Balance del 2025
2025 ha sido un año de consolidación para Biyiud y, al mismo tiempo, un año clave para la sostenibilidad en España y Europa. La transición energética ha pasado claramente de la planificación a la implementación, con más inversión pública y privada, crecimiento sostenido de las energías renovables y un foco creciente en datos, medición de impacto y participación ciudadana.
En este contexto, Biyiud ha avanzado en proyectos que conectan sostenibilidad, tecnología y territorio. La evolución de Viladecans City Bloom ha confirmado la eficacia de los modelos que incentivan a la ciudadanía a consumir energía renovable y cambiar hábitos, transformando ese esfuerzo en valor local a través del comercio de proximidad. El proyecto se consolida como un ejemplo práctico de colaboración público-privada orientada a la neutralidad climática.
A nivel estratégico, la participación en iniciativas como Alia’t y la Missió Clima de Viladecans ha reforzado el trabajo colaborativo con administraciones, empresas y comercios, aportando conocimiento experto y soluciones digitales para la descarbonización local.
Uno de los hitos del año ha sido el lanzamiento de City Bloom Board, presentado en el SCEWC 2025, como plataforma de inteligencia urbana para ayudar a las ciudades a medir, gestionar y comunicar sus objetivos de sostenibilidad, integrando datos reales con participación ciudadana. Las demostraciones a ayuntamientos han confirmado una demanda clara de herramientas que conviertan los compromisos climáticos en gestión operativa.
El año también ha estado marcado por una fuerte presencia en el ecosistema, con participación en espacios como CONAMA Local, BNEW y jornadas sectoriales, así como por el reconocimiento institucional del IDAE a Biyiud como modelo de negocio innovador para acelerar la transición energética.
En paralelo, 2025 ha reforzado varias tendencias clave en sostenibilidad a nivel país y europeo. Mayor inversión en tecnologías limpias, impulso industrial verde desde la UE, crecimiento de las renovables y un debate cada vez más exigente sobre cómo medir impacto y garantizar resultados reales. Un escenario que confirma que la sostenibilidad ya no es opcional, sino una prioridad estructural.

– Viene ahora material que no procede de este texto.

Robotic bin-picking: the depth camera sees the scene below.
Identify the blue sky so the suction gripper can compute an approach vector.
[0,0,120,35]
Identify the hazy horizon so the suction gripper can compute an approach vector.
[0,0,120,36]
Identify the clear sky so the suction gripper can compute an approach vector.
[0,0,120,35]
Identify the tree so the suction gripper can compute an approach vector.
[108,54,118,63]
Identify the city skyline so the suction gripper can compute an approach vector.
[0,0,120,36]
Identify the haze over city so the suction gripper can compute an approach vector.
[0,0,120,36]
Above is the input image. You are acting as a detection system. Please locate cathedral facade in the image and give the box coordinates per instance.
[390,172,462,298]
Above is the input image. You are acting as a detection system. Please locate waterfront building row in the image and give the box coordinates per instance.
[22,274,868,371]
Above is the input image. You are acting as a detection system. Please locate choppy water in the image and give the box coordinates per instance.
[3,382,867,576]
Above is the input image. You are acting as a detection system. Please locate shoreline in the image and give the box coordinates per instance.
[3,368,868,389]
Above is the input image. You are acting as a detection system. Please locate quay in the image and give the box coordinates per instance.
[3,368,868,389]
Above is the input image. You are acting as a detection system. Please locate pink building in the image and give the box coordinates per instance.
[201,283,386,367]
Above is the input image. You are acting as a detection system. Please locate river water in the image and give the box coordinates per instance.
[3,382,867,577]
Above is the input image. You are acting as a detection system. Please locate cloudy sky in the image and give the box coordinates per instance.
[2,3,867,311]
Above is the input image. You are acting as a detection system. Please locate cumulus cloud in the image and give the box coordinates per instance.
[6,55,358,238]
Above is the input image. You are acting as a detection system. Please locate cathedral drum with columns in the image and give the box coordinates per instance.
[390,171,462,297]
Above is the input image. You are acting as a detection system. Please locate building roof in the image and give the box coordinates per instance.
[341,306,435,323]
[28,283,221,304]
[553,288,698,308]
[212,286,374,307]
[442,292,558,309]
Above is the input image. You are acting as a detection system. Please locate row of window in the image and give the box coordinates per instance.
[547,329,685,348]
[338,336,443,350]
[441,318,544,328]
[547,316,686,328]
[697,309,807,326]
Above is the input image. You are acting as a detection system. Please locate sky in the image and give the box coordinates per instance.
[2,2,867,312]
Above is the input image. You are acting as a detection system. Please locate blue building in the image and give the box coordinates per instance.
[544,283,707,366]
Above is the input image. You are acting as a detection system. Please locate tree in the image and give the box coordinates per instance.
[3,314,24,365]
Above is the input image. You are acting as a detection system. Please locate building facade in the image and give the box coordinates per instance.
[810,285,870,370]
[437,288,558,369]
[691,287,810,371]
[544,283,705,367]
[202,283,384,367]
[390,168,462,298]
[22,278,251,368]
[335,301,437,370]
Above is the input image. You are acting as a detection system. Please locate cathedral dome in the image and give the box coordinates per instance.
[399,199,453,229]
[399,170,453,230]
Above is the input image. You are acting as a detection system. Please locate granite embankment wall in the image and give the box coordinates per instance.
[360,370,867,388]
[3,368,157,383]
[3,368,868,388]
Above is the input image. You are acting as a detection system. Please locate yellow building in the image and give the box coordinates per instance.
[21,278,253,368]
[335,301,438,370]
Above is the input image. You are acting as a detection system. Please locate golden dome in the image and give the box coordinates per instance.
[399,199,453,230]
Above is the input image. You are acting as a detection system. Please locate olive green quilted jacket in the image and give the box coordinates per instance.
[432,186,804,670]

El balance del año deja claro que la transición energética avanza cuando se apoya en datos, colaboración y soluciones pensadas para el territorio. En ese espacio es donde Biyiud ha centrado su trabajo en 2025 y donde seguirá aportando valor en los próximos años.
Misión para el 2026
Sin embargo, la situación geopolítica mundial que ha comenzado a surgir en este año se presenta como desfavorable para la sostenibilidad social y ambiental. El incremento en distintas regiones del mundo de discursos de extrema derecha han ganado mayor visibilidad e influencia política.
Este fenómeno prioriza agendas centradas en el negacionismo científico, el crecimiento económico inmediato, la desregulación y el repliegue de compromisos multilaterales. Lo cual, debilita las políticas de protección social y ambiental tan necesarias en este momento debido al cambio climático, ahora llamado ebullición global, comprometiendo el bienestar de las generaciones presentes y futuras.
Esto nos alienta a trabajar aún más por nuestro propósito de conseguir que los productos y servicios de impacto positivo sean mayoritarios en el mercado. Seguiremos trabajando para que a partir de 2026 nuestras soluciones tecnológicas permitan a las personas identificar y adquirir productos y servicios realmente sostenibles, a las empresas verdes a crecer económicamente y a las ciudades a descarbonizar sus economías.